I would like to modify this kernel to work across multiple blocks, I want it to be as simple as changing the int id... to int id = threadIdx.x + blockDim.x * blockIdx.x . 我想修改此内核以使其跨多个块工作,我希望它像将int id...更改为int id = threadIdx.x + blockDim.x * blockIdx.x But the shared memory is only within the block, meaning the scan kernels across blocks cannot share the proper information. 但是共享内存仅在块内,这意味着跨块的扫描内核无法共享适当的信息。
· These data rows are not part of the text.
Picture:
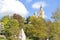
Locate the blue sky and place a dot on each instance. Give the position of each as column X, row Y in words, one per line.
column 51, row 6
column 27, row 8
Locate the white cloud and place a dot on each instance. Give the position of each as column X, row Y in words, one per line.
column 37, row 4
column 8, row 7
column 28, row 1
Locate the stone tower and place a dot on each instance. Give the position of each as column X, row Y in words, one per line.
column 41, row 12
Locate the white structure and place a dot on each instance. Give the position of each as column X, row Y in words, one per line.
column 40, row 13
column 1, row 27
column 22, row 35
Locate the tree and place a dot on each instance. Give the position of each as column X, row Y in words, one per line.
column 20, row 19
column 36, row 28
column 10, row 27
column 56, row 15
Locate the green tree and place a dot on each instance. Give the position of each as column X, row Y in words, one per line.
column 36, row 28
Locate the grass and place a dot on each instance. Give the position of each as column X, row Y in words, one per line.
column 1, row 38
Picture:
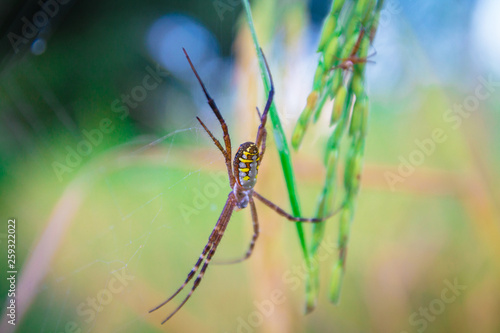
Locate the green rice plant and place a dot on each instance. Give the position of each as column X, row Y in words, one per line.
column 345, row 39
column 285, row 157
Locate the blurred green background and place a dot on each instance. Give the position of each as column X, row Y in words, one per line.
column 115, row 196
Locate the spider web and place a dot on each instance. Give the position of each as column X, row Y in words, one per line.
column 128, row 218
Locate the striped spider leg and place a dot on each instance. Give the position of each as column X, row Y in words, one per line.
column 242, row 179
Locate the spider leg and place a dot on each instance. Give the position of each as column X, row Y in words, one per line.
column 263, row 119
column 247, row 255
column 227, row 159
column 213, row 106
column 210, row 248
column 292, row 218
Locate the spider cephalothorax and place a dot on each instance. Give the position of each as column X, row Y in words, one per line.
column 242, row 179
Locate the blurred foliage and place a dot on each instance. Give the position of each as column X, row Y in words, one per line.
column 438, row 224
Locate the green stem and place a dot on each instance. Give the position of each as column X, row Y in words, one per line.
column 282, row 147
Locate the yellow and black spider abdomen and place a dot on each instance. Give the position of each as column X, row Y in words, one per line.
column 246, row 165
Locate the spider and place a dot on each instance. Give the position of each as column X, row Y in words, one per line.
column 348, row 63
column 242, row 179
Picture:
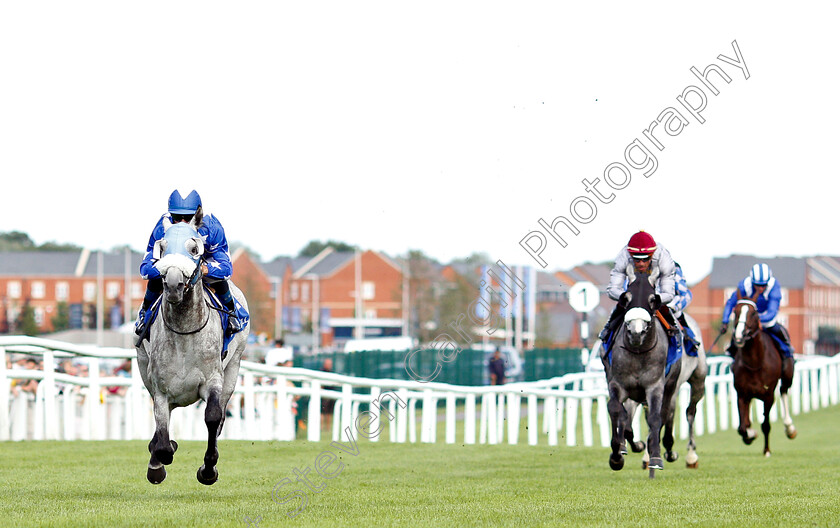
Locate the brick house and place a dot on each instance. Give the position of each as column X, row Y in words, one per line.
column 810, row 295
column 319, row 293
column 48, row 280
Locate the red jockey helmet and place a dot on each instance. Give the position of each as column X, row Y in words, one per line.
column 641, row 245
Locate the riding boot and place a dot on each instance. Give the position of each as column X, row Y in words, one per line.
column 153, row 291
column 234, row 324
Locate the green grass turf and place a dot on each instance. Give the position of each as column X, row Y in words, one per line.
column 103, row 484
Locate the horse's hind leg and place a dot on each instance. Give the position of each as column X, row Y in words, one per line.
column 698, row 390
column 618, row 419
column 161, row 447
column 213, row 414
column 744, row 429
column 654, row 398
column 765, row 425
column 787, row 381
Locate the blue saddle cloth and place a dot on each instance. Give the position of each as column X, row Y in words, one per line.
column 674, row 351
column 783, row 347
column 241, row 313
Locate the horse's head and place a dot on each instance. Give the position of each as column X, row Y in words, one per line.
column 641, row 301
column 747, row 323
column 179, row 253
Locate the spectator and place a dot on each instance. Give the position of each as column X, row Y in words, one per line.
column 497, row 368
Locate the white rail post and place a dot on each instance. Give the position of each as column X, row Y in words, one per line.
column 313, row 426
column 428, row 417
column 402, row 416
column 586, row 420
column 533, row 420
column 5, row 391
column 572, row 405
column 514, row 410
column 50, row 414
column 450, row 417
column 346, row 410
column 97, row 409
column 550, row 417
column 376, row 414
column 489, row 400
column 469, row 419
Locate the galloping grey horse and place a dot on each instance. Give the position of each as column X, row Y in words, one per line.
column 636, row 370
column 693, row 370
column 181, row 362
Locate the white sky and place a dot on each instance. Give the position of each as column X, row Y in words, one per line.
column 449, row 127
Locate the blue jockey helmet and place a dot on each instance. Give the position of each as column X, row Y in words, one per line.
column 180, row 205
column 761, row 274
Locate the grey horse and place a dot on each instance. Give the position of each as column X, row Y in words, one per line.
column 636, row 370
column 181, row 362
column 693, row 370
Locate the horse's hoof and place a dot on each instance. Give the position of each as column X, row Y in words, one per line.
column 207, row 481
column 156, row 476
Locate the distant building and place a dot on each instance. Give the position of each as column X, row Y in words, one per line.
column 46, row 281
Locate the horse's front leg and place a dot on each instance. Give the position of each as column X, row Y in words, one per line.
column 654, row 399
column 161, row 447
column 744, row 429
column 765, row 425
column 618, row 420
column 213, row 414
column 786, row 382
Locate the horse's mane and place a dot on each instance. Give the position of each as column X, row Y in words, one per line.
column 175, row 260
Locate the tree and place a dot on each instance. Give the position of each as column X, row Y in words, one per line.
column 316, row 246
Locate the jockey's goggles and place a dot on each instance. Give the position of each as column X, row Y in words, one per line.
column 181, row 218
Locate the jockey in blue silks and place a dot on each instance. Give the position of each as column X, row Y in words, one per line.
column 761, row 283
column 216, row 266
column 645, row 256
column 682, row 298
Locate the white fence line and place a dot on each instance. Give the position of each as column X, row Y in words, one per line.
column 573, row 406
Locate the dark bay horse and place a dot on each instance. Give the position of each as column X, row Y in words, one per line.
column 636, row 370
column 182, row 361
column 757, row 369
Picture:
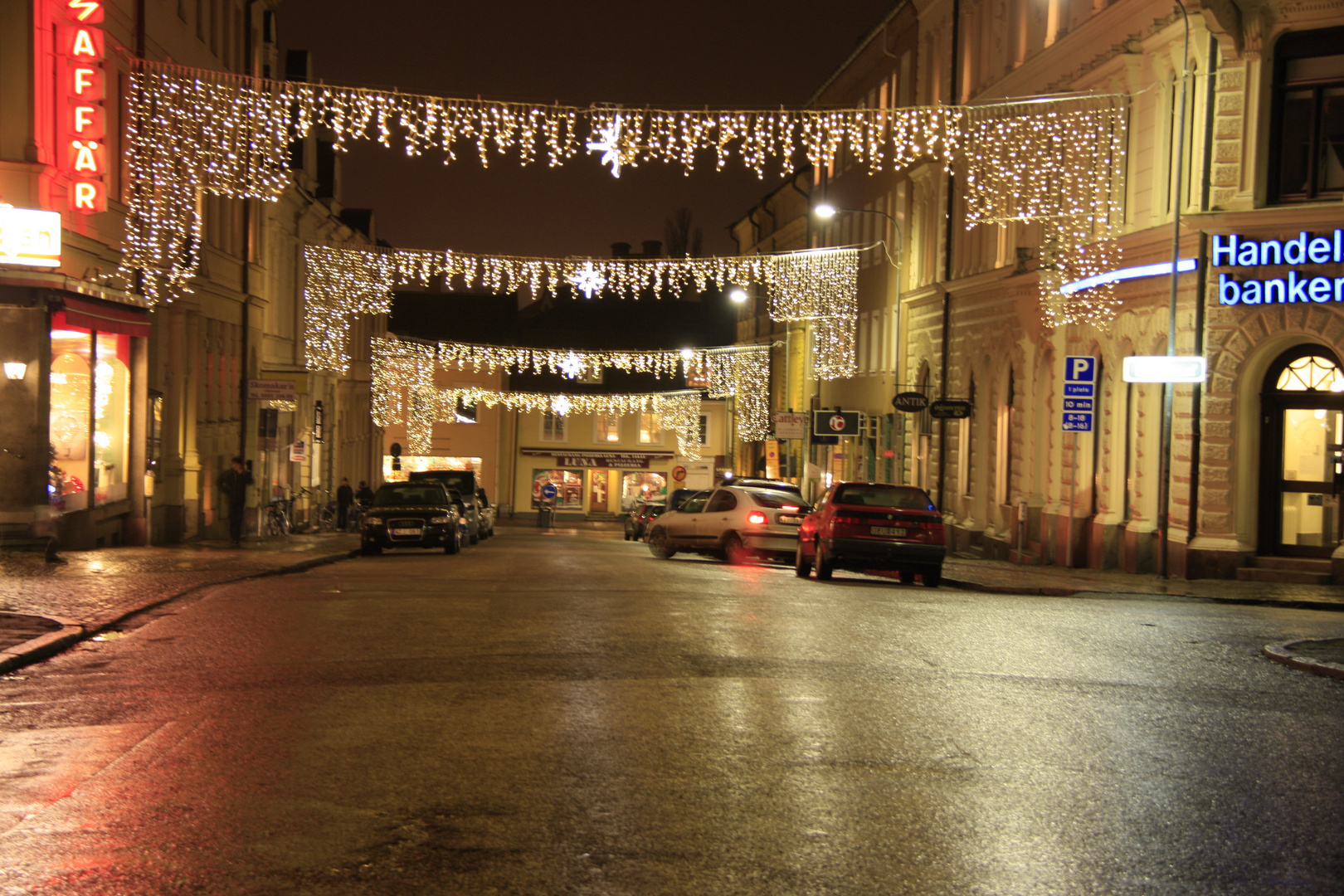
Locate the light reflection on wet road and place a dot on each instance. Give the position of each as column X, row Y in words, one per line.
column 569, row 715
From what I can tell this kernel will only do a scan of the data if a single block is used (because of the int id = threadInx.x). 据我所知,如果使用单个块,则该内核将仅对数据进行扫描(因为int id = threadInx.x)。 Is this true? 这是真的?

Not exactly. 不完全是。 This kernel will work regardless of how many blocks you launch, but all blocks will fetch the same input and compute the same output, because of how id is calculated: 无论您启动多少块,该内核都可以工作,但是由于id的计算方式, 所有块都将获取相同的输入并计算相同的输出:

int id = threadIdx.x;

This id is independant of blockIdx , and therefore identical across blocks, no matter their number. id独立于blockIdx ,因此,无论块的数量如何,其在块之间均相同。


If I were to make a multi-block version of this scan without changing too much code, I would introduce an auxilliary array to store the per-block sums. 如果要在不更改太多代码的情况下进行此扫描的多块版本,则将引入一个辅助数组来存储每个块的总和。 Then, run a similar scan on that array, calculating per-block increments. 然后,对该阵列运行类似的扫描,计算每个块的增量。 Finally, run a last kernel to add those per-block increments to the block elements. 最后,运行最后一个内核以每个块的增量添加到块元素中。 If memory serves there is a similar kernel in the CUDA SDK samples. 如果有内存可用,则CUDA SDK示例中存在类似的内核。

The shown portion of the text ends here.